Set up a parallel compression bus: send the signal to an aux, compress it hard (high ratio, fast attack, fast release, heavy gain reduction), then blend the compressed return underneath the original. Adjust the return fader to taste. A little goes a long way.
Parallel compression is especially effective on drums. It adds weight and sustain without killing the transient snap. Watch: Parallel Processing — Have Your Cake and Eat It Too
Bus Compression
A compressor on a submix bus (drum bus, vocal bus, mix bus) creates glue. The elements react to each other through the shared compressor — when the kick hits, the whole drum bus dips slightly, and the recovery creates a breathing feel.
Settings are typically gentle: low ratio (2:1–4:1), medium attack (10–30ms to let transients through), auto or medium release, 1–3 dB of gain reduction. The compressor should be barely working. If you can hear it compressing, it’s probably too much.
A word of caution about mixing into a bus compressor on the master: personally, I keep it bypassed most of the time and periodically check it to hear what’s going to happen when I engage it. If you leave it on while you’re building the mix, you can end up pushing level into it without hearing the consequences — it pushes back at you, and your mix decisions get filtered through its reaction. That’s fine if it’s intentional, but it can sneak up on you. Think of bus compression as more of a finishing-stage decision.
Limiting vs. Compression
A limiter is just a compressor with a very high ratio (typically infinity:1) and a very fast attack. Nothing goes above the threshold. Use limiters for:
- Catching stray peaks that would clip the output
- Mastering (loudness maximization)
- Bus limiting to keep submixes under control before they hit the master
Don’t use a limiter where you need musical dynamics control — it’s too heavy-handed. That’s what compression is for.
Hearing Compression
The hardest part of compression is hearing it. Beginners often compress without knowing what changed. Here’s how to train your ear:
- Bypass constantly. A/B the compressor on and off at matched gain. If you can’t hear the difference, either the compression is too subtle or you’re not listening for the right things.

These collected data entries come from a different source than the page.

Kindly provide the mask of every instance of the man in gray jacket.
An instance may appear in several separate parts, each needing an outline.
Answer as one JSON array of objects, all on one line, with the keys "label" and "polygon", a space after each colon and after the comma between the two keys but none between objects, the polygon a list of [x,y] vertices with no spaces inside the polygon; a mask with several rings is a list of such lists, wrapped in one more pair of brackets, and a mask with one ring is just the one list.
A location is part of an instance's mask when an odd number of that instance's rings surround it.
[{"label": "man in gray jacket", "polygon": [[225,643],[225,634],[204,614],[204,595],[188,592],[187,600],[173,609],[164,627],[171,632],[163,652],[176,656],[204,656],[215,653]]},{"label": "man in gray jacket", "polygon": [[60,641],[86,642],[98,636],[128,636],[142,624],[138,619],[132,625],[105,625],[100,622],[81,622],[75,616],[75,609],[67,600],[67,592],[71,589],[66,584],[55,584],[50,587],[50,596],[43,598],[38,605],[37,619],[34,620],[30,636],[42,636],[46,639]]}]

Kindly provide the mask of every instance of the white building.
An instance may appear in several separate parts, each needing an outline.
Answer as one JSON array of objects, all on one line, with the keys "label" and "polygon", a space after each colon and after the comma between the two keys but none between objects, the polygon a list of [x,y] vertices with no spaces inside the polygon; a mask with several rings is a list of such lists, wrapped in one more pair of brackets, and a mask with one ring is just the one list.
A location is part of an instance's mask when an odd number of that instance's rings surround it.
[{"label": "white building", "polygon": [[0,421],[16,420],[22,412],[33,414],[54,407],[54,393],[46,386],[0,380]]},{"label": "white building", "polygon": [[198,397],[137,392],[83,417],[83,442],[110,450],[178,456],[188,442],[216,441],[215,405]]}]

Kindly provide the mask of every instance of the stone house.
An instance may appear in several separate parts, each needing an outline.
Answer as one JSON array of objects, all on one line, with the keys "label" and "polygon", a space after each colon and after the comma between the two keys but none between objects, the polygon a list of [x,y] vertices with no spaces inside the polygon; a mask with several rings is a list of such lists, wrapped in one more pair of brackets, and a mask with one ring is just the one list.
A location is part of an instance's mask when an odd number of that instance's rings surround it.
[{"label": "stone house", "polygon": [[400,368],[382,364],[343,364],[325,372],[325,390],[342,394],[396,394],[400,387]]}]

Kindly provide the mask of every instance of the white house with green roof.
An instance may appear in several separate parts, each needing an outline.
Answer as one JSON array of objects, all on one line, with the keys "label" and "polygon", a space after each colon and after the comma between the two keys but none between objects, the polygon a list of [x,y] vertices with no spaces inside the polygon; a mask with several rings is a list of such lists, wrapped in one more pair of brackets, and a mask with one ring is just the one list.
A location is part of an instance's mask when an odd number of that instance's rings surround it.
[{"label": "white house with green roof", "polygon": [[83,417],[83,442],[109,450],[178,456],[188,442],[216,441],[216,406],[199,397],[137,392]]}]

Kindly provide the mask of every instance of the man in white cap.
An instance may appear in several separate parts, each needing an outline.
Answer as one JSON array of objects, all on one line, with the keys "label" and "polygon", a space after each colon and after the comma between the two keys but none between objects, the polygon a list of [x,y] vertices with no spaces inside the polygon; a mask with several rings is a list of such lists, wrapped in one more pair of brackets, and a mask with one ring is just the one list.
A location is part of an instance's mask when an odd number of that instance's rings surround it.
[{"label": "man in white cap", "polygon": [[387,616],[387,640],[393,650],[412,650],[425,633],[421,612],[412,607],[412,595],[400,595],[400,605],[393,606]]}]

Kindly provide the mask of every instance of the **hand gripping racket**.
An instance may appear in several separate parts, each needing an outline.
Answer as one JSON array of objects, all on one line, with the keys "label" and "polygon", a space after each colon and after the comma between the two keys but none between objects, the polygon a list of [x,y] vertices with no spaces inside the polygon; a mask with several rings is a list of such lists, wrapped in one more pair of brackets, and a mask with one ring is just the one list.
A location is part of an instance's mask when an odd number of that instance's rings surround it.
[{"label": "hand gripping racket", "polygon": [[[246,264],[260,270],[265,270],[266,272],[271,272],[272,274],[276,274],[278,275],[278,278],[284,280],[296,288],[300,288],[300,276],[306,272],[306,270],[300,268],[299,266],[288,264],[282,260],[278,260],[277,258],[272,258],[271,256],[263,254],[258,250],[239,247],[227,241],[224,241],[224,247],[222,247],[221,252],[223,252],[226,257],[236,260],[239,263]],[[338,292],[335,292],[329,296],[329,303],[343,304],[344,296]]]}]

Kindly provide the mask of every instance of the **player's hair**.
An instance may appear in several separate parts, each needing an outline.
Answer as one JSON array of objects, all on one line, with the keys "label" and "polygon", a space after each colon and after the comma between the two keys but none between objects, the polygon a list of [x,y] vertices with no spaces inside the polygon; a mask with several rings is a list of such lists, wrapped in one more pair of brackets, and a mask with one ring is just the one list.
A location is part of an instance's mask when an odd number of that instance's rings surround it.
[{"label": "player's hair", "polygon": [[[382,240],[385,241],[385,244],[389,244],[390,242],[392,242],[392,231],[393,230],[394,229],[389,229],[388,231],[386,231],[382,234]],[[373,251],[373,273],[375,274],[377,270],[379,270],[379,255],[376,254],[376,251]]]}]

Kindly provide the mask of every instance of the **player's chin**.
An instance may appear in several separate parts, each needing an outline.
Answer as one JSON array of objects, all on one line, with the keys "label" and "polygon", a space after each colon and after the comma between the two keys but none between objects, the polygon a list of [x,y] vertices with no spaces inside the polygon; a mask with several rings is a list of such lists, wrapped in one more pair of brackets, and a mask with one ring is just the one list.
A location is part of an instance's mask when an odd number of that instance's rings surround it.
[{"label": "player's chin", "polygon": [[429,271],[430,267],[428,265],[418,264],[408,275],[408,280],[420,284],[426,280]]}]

- Exaggerate first. Set a high ratio (10:1), low threshold, fast attack. Hear what aggressive compression sounds like on this material. Then back off until it sounds right.
- Listen for the release. The release is where compression becomes audible. When the compressor lets go, the signal jumps back up. A pumping, breathing sound means the release is too fast or the compression is too heavy.

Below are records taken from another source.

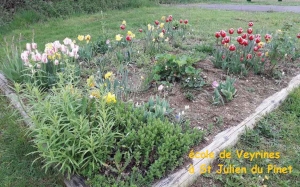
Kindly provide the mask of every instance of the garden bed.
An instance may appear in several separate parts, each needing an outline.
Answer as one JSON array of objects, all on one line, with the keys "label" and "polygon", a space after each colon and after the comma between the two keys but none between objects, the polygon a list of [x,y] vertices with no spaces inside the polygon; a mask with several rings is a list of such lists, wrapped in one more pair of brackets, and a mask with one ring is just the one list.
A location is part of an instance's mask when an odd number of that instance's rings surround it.
[{"label": "garden bed", "polygon": [[[80,174],[94,184],[151,185],[190,163],[190,149],[218,152],[237,141],[248,121],[253,125],[274,108],[274,99],[255,108],[300,72],[289,26],[276,32],[274,42],[268,33],[261,42],[249,22],[247,33],[239,28],[235,37],[230,29],[226,36],[221,30],[216,45],[193,46],[187,19],[169,15],[162,21],[139,29],[143,39],[137,41],[124,20],[125,36],[116,35],[115,42],[79,35],[77,42],[46,44],[43,54],[27,43],[20,56],[12,47],[14,60],[4,73],[22,83],[15,84],[18,97],[1,84],[14,102],[23,102],[23,108],[15,103],[23,115],[27,108],[34,123],[30,136],[46,169]],[[208,58],[199,60],[203,53]],[[283,99],[277,96],[276,105]],[[234,139],[226,142],[226,133]]]}]

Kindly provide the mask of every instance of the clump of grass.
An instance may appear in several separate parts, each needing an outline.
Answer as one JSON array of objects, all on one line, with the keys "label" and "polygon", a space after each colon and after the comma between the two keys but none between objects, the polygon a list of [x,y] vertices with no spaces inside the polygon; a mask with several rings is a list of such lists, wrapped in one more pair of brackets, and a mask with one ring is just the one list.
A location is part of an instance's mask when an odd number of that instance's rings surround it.
[{"label": "clump of grass", "polygon": [[[0,92],[0,108],[7,108],[7,101]],[[53,171],[45,174],[40,162],[32,164],[37,155],[26,137],[26,127],[12,109],[0,111],[0,183],[1,186],[62,186],[61,176]]]}]

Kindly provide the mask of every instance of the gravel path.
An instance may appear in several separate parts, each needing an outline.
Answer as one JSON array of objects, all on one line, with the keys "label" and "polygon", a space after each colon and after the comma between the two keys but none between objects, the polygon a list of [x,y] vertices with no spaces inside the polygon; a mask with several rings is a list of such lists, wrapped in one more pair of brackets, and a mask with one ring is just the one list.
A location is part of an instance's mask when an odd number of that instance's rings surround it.
[{"label": "gravel path", "polygon": [[300,13],[299,6],[278,6],[278,5],[230,5],[230,4],[187,4],[175,5],[176,7],[195,7],[219,10],[251,11],[251,12],[293,12]]}]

- Listen to what happens between the notes. Compression brings up the quiet stuff — room noise, string buzz, breath, reverb tails. That’s the tradeoff. Watch: Trouble Hearing Compression
Gain Staging Through Compressors
If your compressor is reducing 6 dB of gain, add 6 dB of makeup gain to match the output to the input level. Then A/B the compressor — bypass it and compare. If it sounds better bypassed, either the settings are wrong or the track doesn’t need compression.
Not everything needs compression. A well-recorded acoustic guitar with consistent dynamics might be perfect with just a fader ride. Compressing it “because that’s what you do” will make it smaller and less alive. Listen. Decide. Don’t default.
What to Practice
- Compress a vocal track using serial compression: an 1176-style first, an LA-2A-style second. Aim for 3 dB of reduction on each. A/B against the uncompressed vocal at matched loudness.

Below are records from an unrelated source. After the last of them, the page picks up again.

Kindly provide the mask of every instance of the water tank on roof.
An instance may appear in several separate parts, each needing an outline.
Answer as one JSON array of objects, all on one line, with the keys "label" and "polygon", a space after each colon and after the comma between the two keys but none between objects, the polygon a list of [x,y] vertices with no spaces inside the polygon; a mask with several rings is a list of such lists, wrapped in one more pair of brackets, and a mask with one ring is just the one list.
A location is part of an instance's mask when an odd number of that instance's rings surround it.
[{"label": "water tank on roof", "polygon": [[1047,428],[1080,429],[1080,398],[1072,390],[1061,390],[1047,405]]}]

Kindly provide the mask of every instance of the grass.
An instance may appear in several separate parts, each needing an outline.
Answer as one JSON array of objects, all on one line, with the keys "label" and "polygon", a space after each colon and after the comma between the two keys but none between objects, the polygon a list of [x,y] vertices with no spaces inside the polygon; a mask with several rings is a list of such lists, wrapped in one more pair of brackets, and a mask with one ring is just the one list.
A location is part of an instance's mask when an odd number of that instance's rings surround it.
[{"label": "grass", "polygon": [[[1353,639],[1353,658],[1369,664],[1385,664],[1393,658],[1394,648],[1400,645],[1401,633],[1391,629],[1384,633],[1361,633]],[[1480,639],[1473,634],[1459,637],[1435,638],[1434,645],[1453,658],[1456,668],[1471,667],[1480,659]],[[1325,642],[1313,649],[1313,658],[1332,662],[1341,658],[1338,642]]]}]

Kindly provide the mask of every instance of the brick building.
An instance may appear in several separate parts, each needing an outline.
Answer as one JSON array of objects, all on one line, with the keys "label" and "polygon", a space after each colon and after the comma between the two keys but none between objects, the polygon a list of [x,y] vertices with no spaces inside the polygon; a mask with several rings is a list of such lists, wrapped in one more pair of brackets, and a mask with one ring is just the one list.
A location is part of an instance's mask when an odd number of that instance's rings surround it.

- Set up parallel compression on a drum bus. Crush the parallel copy (10:1, fast attack, fast release, -15 dB of reduction). Blend the return underneath until you hear the room ambience and sustain come up. Note where it transitions from “enhanced” to “obviously compressed.”
- Put a bus compressor on your mix bus. Set it to 2:1, 30ms attack, auto release, and aim for 1–2 dB of reduction. Listen to how the mix breathes differently. Does it feel more cohesive? Does anything get lost?
- Mix a full song without any compression. Just faders, pans, and EQ. Notice what problems remain that compression would solve — and which ones it wouldn’t.